# HELP! LR3 all of a sudden not importing my photos, and I have done nothing to it!!



## mc1979 (Nov 28, 2011)

Ok, so all of a sudden I can't import photos, it gives me the message "The following files could not be imported because they could not be read" 

My files are in .NEF format. I have had NO problems importing. As far as I know I haven't changed anything! I went to the help center and in their description under importing I see this: 

[h=4]File format exceptions[/h]Lightroom does not support the following types of files: 32-bit images; PNG; Adobe Illustrator®; Nikon scanner NEF; files with dimensions greater than 65,000 pixels per side or larger than 512 megapixels


I have tried both of my cards, it does it on both. Also, I JUST imported some of the files off of these cards a week ago, but didn't import all of them. Went to import the rest tonight and this is what I get.
I don't get it because it has always read these files.

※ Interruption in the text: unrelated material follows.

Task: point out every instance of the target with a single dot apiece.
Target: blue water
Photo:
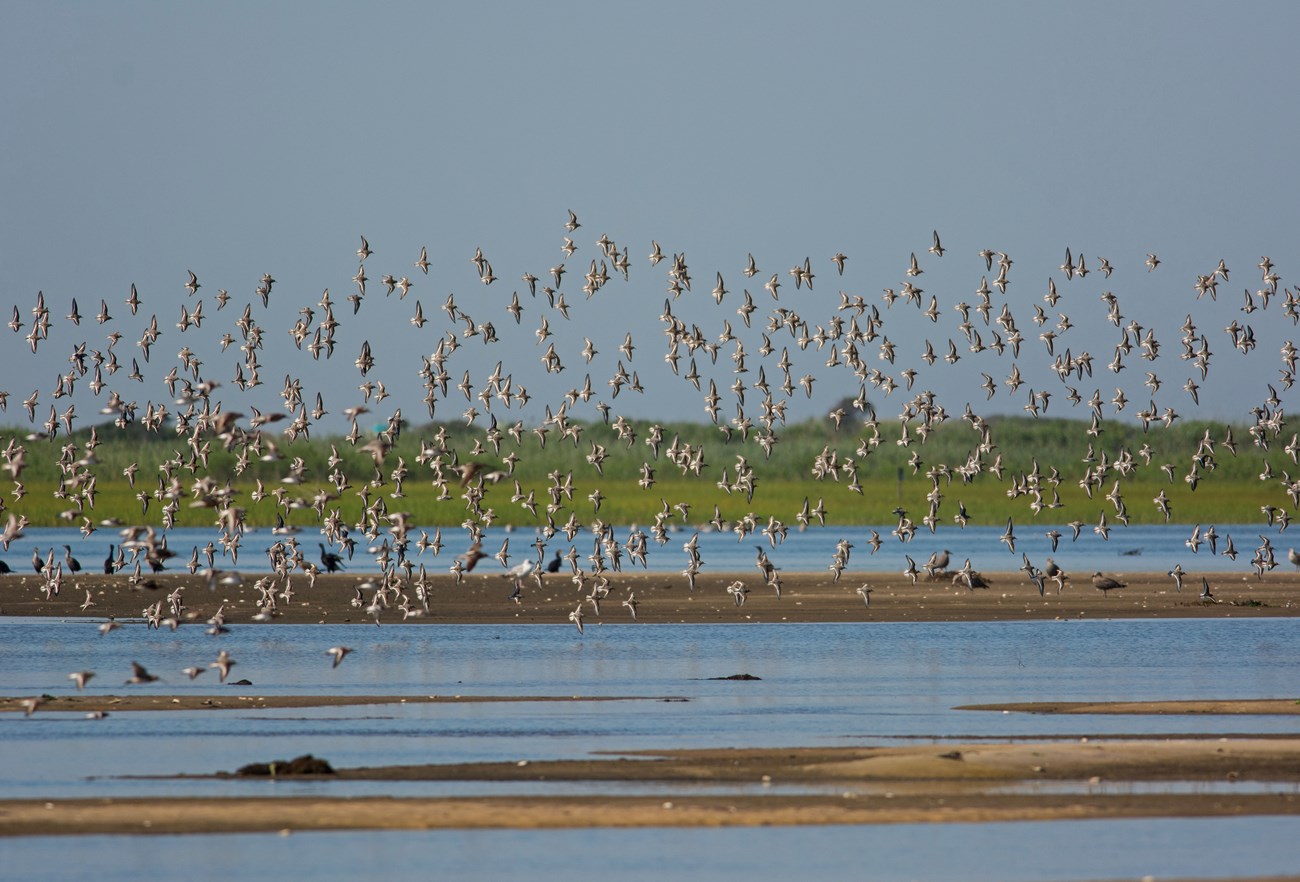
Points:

WTH??? is Nikon Scanner NEF different than just NEF?


----------



## SurfCityJohn (Nov 28, 2011)

Yes.  Nikon scanner NEF is different from Nikon Camera RAW NEF.  Why Nikon chose to call them both NEF is beyond me.

When you import, are you just creating a link to where they are currently located or having LR3 move them to some other location?  If you are moving them, is the destination storage full?


----------



## SurfCityJohn (Nov 28, 2011)

Oh, just asked a friend.  He mentioned purging your cache.  Preferences > File Handling > Camera Raw Cache settings > Purge Cache

See if that works.


----------



## mc1979 (Nov 28, 2011)

No, I'm not moving them.. I just hit import and it have never had a problem. When I click Import, it brings up all the photos that are on my card like usual, I can see them. But when I select and hit import I am now getting this message. So if it were my cards or card reader I don't see how it would even show them at all. 

I did what your friend suggested. When i hit clear cache, no other box comes up, and I can't tell if it is actually clearing the cache. .But it didn't help


----------



## mc1979 (Nov 28, 2011)

I have also just installed the updates seeing if that helped and it has not.


----------



## mc1979 (Nov 28, 2011)

Ok, I think I may have figured out the problem! I was looking to where I was importing to other than LR, and it was just under USERS. I don't know if I changed that somehow, but I changed it to the link that has user/ and my name.. and when I hit import it worked! Switched it back to just plain users, and it didn't work.


----------



## SurfCityJohn (Nov 28, 2011)

Nice!  Glad you got it all worked out!!!


----------